Number fields accept plain values and common formatted input such as 250000, 250,000, or 1,234.56.

Result

Calculating the sample result.

Why it matters

Amortization helps borrowers understand why interest dominates early payments and how balance reduction accelerates later in the schedule.

When to use

  • Estimating the balance after a few years of payments
  • Checking interest-heavy early periods
  • Comparing refinance timing scenarios

Inputs & Outputs

Inputs

  • Loan amount, annual rate, and term define the fixed-payment schedule.
  • Payments made tells the calculator how far into the schedule you want to inspect the balance.

Outputs

  • Monthly payment matches the standard amortized installment.
  • Remaining balance shows what principal is left after the chosen number of payments.
  • Interest paid to date shows how much of the early schedule went to financing cost.

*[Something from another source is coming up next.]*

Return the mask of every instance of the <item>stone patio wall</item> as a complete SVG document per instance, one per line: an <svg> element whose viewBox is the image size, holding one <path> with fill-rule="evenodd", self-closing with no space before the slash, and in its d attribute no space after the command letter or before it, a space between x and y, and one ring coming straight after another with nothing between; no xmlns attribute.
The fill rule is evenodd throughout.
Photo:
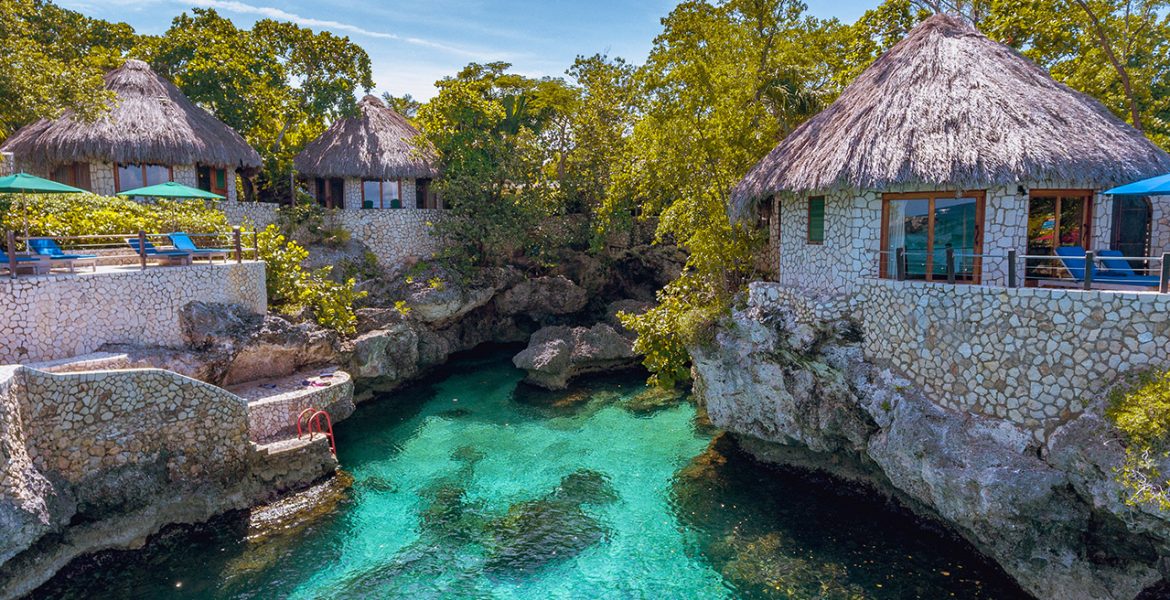
<svg viewBox="0 0 1170 600"><path fill-rule="evenodd" d="M179 347L193 301L268 310L264 264L126 267L0 280L0 364L88 354L105 344Z"/></svg>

Balance-after-payments method

Use the fixed monthly payment from the amortization formula, then apply the remaining-balance formula after a given number of payments.

Remaining balance = P x (1 + r)^k - payment x (((1 + r)^k - 1) / r)

Worked example

1

Five-year balance check

A 300,000 loan at 5.75% runs for 30 years and the borrower wants the balance after 60 payments.

Inputs

  • Loan amount: 300,000
  • Rate: 5.75%
  • Term: 30 years
  • Payments made: 60

Steps

  • Calculate the monthly payment
  • Apply the remaining balance formula after 60 payments

Result

  • The calculator estimates both the balance remaining and how much interest has been paid in the first five years.

Edge cases & caveats

  • This version assumes a fixed rate for the full term.
  • Extra principal payments are not included in the estimate.

Frequently Asked Questions

Why does the balance fall slowly at first?

Because the outstanding principal is largest at the beginning, so interest consumes more of each payment early on.

Can I use this to estimate refinance timing?

Yes. It is useful for approximating the balance you might refinance after a certain number of payments.